QUESTION Barium chloride and sulphuric acid react according to: BaCl2 + H2SO4 → BaSO4 + 2HCl. If you have 2.0 g of BaCl2, (1) what mass of H2SO4 is required to react completely? (2) What mass of HCl is produced?
Sol
M(BaCl2) = 208.2 g · mol-1. Moles BaCl2 = 2.0 g ÷ 208.2 g · mol-1 = 0.00961 mol (approx).
Mole ratio BaCl2 : H2SO4 = 1 : 1, so moles H2SO4 required = 0.00961 mol. Mass H2SO4 = 0.00961 mol × 98.12 g · mol-1 ≈ 0.94 g.
Mole ratio to HCl: 1 mol BaCl2 produces 2 mol HCl; moles HCl = 2 × 0.00961 = 0.01922 mol.
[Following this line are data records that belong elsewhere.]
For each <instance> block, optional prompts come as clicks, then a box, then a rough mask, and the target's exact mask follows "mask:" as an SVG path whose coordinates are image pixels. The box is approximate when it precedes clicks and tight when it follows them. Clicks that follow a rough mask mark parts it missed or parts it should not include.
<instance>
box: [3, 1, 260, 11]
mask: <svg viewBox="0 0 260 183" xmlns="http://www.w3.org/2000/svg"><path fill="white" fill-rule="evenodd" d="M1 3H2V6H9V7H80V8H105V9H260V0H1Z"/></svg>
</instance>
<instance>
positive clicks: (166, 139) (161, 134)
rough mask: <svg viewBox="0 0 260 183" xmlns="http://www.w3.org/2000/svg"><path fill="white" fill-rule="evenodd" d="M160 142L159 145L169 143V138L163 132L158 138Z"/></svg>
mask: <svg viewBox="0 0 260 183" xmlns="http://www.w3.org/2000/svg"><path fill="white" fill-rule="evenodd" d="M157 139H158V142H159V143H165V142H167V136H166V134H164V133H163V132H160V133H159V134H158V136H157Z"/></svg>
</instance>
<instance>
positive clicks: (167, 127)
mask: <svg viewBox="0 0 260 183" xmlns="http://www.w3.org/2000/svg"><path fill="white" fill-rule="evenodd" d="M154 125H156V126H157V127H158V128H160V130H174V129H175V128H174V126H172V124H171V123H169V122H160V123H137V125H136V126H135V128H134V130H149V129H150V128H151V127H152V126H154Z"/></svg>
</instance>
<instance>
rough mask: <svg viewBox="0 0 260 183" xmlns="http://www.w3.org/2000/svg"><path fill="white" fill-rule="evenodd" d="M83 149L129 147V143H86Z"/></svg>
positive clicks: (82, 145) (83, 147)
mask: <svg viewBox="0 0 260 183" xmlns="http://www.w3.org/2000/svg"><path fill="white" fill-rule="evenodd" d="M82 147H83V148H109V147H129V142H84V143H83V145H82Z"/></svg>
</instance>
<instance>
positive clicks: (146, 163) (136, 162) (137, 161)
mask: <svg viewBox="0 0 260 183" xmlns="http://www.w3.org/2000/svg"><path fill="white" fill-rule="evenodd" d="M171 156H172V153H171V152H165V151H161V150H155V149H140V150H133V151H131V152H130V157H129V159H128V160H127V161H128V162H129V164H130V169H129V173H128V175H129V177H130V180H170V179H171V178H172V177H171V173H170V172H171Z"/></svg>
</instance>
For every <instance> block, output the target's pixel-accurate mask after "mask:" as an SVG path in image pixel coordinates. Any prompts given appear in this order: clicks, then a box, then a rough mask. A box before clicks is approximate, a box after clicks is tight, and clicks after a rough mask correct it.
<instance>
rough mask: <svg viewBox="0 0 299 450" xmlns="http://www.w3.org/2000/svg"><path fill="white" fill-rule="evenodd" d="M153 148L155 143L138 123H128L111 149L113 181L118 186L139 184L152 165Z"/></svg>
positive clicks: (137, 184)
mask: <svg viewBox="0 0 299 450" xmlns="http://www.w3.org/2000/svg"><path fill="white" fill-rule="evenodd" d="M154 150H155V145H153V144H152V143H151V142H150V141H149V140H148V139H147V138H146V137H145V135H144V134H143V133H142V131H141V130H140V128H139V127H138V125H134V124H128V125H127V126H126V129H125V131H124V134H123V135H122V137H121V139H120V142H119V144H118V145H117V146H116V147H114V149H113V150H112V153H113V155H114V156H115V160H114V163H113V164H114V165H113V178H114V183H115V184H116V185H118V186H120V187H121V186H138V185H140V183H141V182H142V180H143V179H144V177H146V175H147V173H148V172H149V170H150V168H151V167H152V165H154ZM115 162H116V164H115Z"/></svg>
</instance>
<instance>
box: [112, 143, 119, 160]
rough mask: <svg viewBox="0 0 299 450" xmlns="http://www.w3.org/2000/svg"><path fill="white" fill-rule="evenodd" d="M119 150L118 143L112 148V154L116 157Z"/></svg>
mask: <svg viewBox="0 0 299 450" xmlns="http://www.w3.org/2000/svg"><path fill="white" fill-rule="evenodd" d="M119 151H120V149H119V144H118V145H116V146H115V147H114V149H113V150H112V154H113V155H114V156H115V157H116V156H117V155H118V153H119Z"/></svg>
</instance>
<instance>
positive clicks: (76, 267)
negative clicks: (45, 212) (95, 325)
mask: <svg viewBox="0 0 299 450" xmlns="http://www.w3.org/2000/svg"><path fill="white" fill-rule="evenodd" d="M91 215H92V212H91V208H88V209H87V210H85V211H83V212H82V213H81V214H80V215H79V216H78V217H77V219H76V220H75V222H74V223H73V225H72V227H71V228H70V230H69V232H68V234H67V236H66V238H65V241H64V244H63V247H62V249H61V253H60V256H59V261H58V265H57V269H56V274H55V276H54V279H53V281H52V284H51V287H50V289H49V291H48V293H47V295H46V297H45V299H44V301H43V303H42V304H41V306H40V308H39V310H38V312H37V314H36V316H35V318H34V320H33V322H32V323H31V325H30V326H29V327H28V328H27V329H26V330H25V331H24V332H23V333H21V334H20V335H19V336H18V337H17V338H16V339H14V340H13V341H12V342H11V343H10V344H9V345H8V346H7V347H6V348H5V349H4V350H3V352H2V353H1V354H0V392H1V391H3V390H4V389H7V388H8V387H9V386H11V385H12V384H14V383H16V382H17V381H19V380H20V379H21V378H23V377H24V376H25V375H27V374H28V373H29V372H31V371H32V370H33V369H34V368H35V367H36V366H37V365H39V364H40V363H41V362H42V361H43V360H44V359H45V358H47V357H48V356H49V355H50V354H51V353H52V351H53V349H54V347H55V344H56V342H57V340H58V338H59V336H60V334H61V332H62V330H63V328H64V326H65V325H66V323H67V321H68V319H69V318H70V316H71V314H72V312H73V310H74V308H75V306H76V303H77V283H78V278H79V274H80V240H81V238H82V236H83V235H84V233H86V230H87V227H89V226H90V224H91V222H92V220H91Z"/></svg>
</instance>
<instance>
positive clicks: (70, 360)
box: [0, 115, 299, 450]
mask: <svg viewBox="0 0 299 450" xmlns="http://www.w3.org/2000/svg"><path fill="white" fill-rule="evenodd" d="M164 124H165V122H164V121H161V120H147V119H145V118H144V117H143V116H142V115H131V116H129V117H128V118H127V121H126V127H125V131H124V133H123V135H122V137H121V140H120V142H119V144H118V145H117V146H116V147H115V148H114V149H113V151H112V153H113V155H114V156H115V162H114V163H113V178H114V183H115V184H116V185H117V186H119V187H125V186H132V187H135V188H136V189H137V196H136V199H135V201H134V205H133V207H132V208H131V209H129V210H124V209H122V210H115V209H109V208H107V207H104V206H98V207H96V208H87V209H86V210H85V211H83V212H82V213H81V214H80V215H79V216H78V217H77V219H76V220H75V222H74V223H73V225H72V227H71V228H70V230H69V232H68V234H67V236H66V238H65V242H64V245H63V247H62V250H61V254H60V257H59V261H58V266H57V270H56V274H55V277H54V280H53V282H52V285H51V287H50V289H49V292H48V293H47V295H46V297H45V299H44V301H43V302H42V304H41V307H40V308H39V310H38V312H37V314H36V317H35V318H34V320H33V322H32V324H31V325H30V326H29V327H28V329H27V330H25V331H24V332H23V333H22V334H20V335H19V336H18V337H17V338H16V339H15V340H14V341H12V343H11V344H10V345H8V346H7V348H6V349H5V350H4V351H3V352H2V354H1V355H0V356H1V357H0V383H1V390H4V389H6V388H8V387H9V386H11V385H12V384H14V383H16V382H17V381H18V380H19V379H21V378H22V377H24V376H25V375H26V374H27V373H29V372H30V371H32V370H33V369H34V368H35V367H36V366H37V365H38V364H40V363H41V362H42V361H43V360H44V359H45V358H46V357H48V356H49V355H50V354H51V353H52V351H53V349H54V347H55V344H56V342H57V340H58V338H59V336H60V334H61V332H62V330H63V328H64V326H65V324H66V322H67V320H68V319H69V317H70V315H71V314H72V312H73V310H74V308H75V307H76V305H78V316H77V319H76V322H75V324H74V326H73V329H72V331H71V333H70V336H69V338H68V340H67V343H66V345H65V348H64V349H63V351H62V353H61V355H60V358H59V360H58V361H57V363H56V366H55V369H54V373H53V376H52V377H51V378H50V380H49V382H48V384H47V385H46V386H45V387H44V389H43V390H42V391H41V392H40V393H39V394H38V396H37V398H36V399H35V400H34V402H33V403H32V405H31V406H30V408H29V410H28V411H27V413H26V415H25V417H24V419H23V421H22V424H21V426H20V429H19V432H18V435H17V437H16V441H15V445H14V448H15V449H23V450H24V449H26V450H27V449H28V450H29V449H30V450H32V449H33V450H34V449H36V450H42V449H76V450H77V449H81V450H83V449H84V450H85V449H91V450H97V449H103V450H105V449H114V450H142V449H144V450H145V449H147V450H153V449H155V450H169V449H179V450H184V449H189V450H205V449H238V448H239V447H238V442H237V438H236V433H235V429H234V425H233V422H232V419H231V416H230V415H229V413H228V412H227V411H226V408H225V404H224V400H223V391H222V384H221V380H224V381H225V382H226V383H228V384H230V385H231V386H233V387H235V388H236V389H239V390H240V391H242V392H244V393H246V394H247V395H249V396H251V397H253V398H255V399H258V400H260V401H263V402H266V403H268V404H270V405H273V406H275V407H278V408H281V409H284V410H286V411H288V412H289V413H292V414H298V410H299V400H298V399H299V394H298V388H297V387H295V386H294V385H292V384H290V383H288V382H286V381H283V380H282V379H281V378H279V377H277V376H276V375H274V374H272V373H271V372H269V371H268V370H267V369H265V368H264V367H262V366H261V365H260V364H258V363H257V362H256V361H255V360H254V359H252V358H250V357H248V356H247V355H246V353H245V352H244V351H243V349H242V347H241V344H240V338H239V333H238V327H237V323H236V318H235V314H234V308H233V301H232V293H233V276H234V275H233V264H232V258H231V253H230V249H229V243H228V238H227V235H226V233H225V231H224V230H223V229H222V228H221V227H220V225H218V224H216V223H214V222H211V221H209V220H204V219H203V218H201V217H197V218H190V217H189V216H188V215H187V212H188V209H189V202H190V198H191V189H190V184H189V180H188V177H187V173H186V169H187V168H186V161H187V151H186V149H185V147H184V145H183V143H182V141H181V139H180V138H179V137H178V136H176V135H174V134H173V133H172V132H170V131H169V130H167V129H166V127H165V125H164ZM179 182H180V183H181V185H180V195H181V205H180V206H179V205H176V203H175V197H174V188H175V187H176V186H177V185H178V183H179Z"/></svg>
M(HCl) = 36.46 g · mol-1. Mass HCl = 0.01922 mol × 36.46 g · mol-1 ≈ 0.70 g.
Stoichiometry exercises (selected)
- Diborane combustion: B2H6 + 3O2 → 2HBO2 + 2H2O. If 2.37 g B2H6 reacts, how many grams of water are produced?
- Sodium azide decomposition: 2NaN3 → 2Na + 3N2. If 23.4 g NaN3 decomposes, how many moles of N2 are produced and what volume would this gas occupy at S.T.P.?
- Photosynthesis: (a) Write and balance the equation for photosynthesis producing glucose (C6H12O6) and O2. (b) If 3.0 mol CO2 are used, what mass of glucose is produced?
Summary
- The mole (mol) is the SI unit for amount of substance.
- Avogadro's number NA = 6.022 × 1023 gives the number of particles in one mole.
- Molar mass (M) is the mass of one mole of a substance (g · mol-1) and numerically equals the relative atomic or molecular mass.
- Relationship between mass (m), moles (n) and molar mass (M): n = m / M.
- Coefficients in a balanced chemical equation give mole ratios of reactants and products.
- Empirical formula gives the simplest whole-number ratio of atoms in a compound; molecular formula gives the actual number of atoms in a molecule.
- Percentage composition by mass of elements in a compound can be calculated from the formula; conversely, percentage composition can be used to determine empirical formula.
- Waters of crystallisation can be determined by mass loss on heating; convert masses to moles and find integer ratios.
- One mole of an ideal gas occupies 22.4 dm3 at S.T.P.
- Concentration (molarity) C = n / V, with units mol · dm-3.
- Stoichiometry uses balanced equations and the mole concept to calculate quantities of reactants and products; theoretical yield is the calculated maximum amount of product and percentage yield compares actual to theoretical yield.